Les Américains et les Anglais pensent qu’il faut traiter l’arbitraire et la tyrannie comme le vol : faciliter la poursuite et adoucir la peine.

En l’an VIII de la république française, il parut une constitution dont l’art. 75 était ainsi conçu : « Les agents du gouvernement, autres que les ministres, ne peuvent être poursuivis, pour des faits relatifs à leurs fonctions, qu’en vertu d’une décision du Conseil d’État ; en ce cas, la poursuite a lieu devant les tribunaux ordinaires. »

La constitution de l’an VIII passa, mais non cet article, qui resta après elle ; et on l’oppose, chaque jour encore, aux justes réclamations des citoyens.

J’ai souvent essayé de faire comprendre le sens de cet art. 75 à des Américains ou à des Anglais, et il m’a toujours été très difficile d’y parvenir.

Ce qu’ils apercevaient d’abord, c’est que le Conseil d’État, en France, étant un grand tribunal fixé au centre du royaume, il y avait une sorte de tyrannie à renvoyer préliminairement devant lui tous les plaignants.

Mais quand je cherchais à leur faire comprendre que le Conseil d’État n’était point un corps judiciaire, dans le sens ordinaire du mot, mais un corps administratif, dont les membres dépendaient du roi ; de telle sorte que le roi, après avoir souverainement commandé à l’un de ses serviteurs, appelé préfet, de commettre une iniquité, pouvait commander souverainement à un autre de ses serviteurs, appelé conseiller d’État, d’empêcher qu’on ne fît punir le premier ; quand je leur montrais le citoyen, lésé par l’ordre du prince, réduit à demander au prince lui-même l’autorisation d’obtenir justice, ils refusaient de croire à de semblables énormités, et m’accusaient de mensonge et d’ignorance.
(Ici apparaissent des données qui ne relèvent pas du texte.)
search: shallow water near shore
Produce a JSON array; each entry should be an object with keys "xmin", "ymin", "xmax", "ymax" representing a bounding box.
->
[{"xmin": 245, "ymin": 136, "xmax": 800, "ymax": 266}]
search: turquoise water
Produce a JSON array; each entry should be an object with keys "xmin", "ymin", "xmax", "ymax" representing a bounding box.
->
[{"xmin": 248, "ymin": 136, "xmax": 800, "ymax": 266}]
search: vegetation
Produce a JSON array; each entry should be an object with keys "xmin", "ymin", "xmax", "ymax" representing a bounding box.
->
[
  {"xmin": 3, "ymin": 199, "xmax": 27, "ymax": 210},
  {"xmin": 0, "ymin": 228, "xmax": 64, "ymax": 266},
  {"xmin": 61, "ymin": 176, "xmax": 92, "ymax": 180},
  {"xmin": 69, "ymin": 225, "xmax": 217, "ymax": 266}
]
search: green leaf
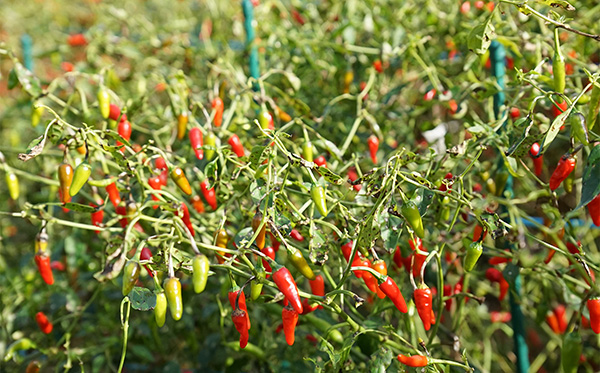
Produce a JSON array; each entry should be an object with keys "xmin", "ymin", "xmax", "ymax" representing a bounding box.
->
[
  {"xmin": 128, "ymin": 286, "xmax": 156, "ymax": 311},
  {"xmin": 467, "ymin": 12, "xmax": 496, "ymax": 55},
  {"xmin": 575, "ymin": 145, "xmax": 600, "ymax": 210},
  {"xmin": 540, "ymin": 105, "xmax": 573, "ymax": 154}
]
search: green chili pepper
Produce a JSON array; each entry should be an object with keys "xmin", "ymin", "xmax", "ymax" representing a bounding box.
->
[
  {"xmin": 204, "ymin": 132, "xmax": 217, "ymax": 161},
  {"xmin": 302, "ymin": 141, "xmax": 313, "ymax": 162},
  {"xmin": 571, "ymin": 113, "xmax": 590, "ymax": 146},
  {"xmin": 463, "ymin": 241, "xmax": 483, "ymax": 272},
  {"xmin": 163, "ymin": 277, "xmax": 183, "ymax": 321},
  {"xmin": 192, "ymin": 254, "xmax": 210, "ymax": 294},
  {"xmin": 310, "ymin": 184, "xmax": 327, "ymax": 217},
  {"xmin": 250, "ymin": 260, "xmax": 267, "ymax": 300},
  {"xmin": 98, "ymin": 85, "xmax": 110, "ymax": 119},
  {"xmin": 586, "ymin": 83, "xmax": 600, "ymax": 131},
  {"xmin": 123, "ymin": 260, "xmax": 140, "ymax": 296},
  {"xmin": 552, "ymin": 27, "xmax": 565, "ymax": 93},
  {"xmin": 560, "ymin": 332, "xmax": 583, "ymax": 373},
  {"xmin": 154, "ymin": 291, "xmax": 167, "ymax": 328},
  {"xmin": 401, "ymin": 200, "xmax": 425, "ymax": 238},
  {"xmin": 6, "ymin": 172, "xmax": 21, "ymax": 201},
  {"xmin": 288, "ymin": 246, "xmax": 316, "ymax": 280},
  {"xmin": 69, "ymin": 162, "xmax": 92, "ymax": 197}
]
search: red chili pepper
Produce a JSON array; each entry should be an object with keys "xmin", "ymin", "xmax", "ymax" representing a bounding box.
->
[
  {"xmin": 529, "ymin": 142, "xmax": 544, "ymax": 177},
  {"xmin": 414, "ymin": 285, "xmax": 432, "ymax": 330},
  {"xmin": 398, "ymin": 354, "xmax": 427, "ymax": 368},
  {"xmin": 587, "ymin": 298, "xmax": 600, "ymax": 334},
  {"xmin": 290, "ymin": 229, "xmax": 304, "ymax": 242},
  {"xmin": 228, "ymin": 286, "xmax": 250, "ymax": 329},
  {"xmin": 587, "ymin": 194, "xmax": 600, "ymax": 227},
  {"xmin": 211, "ymin": 97, "xmax": 225, "ymax": 127},
  {"xmin": 190, "ymin": 127, "xmax": 204, "ymax": 159},
  {"xmin": 35, "ymin": 312, "xmax": 54, "ymax": 334},
  {"xmin": 379, "ymin": 276, "xmax": 408, "ymax": 313},
  {"xmin": 281, "ymin": 306, "xmax": 298, "ymax": 346},
  {"xmin": 140, "ymin": 247, "xmax": 154, "ymax": 277},
  {"xmin": 34, "ymin": 252, "xmax": 54, "ymax": 285},
  {"xmin": 548, "ymin": 153, "xmax": 577, "ymax": 190},
  {"xmin": 314, "ymin": 155, "xmax": 327, "ymax": 167},
  {"xmin": 227, "ymin": 134, "xmax": 245, "ymax": 157},
  {"xmin": 90, "ymin": 200, "xmax": 104, "ymax": 234},
  {"xmin": 367, "ymin": 135, "xmax": 379, "ymax": 163},
  {"xmin": 371, "ymin": 259, "xmax": 387, "ymax": 299},
  {"xmin": 444, "ymin": 284, "xmax": 452, "ymax": 311},
  {"xmin": 200, "ymin": 179, "xmax": 217, "ymax": 210},
  {"xmin": 231, "ymin": 308, "xmax": 249, "ymax": 348},
  {"xmin": 273, "ymin": 267, "xmax": 302, "ymax": 313}
]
Il arrivait souvent, dans l’ancienne monarchie, que le parlement décrétait de prise de corps le fonctionnaire public qui se rendait coupable d’un délit. Quelquefois l’autorité royale, intervenant, faisait annuler la procédure. Le despotisme se montrait alors à découvert, et, en obéissant, on ne se soumettait qu’à la force.

Nous avons donc bien reculé du point où étaient arrivés nos pères ; car nous laissons faire, sous couleur de justice, et consacrer au nom de la loi, ce que la violence seule leur imposait.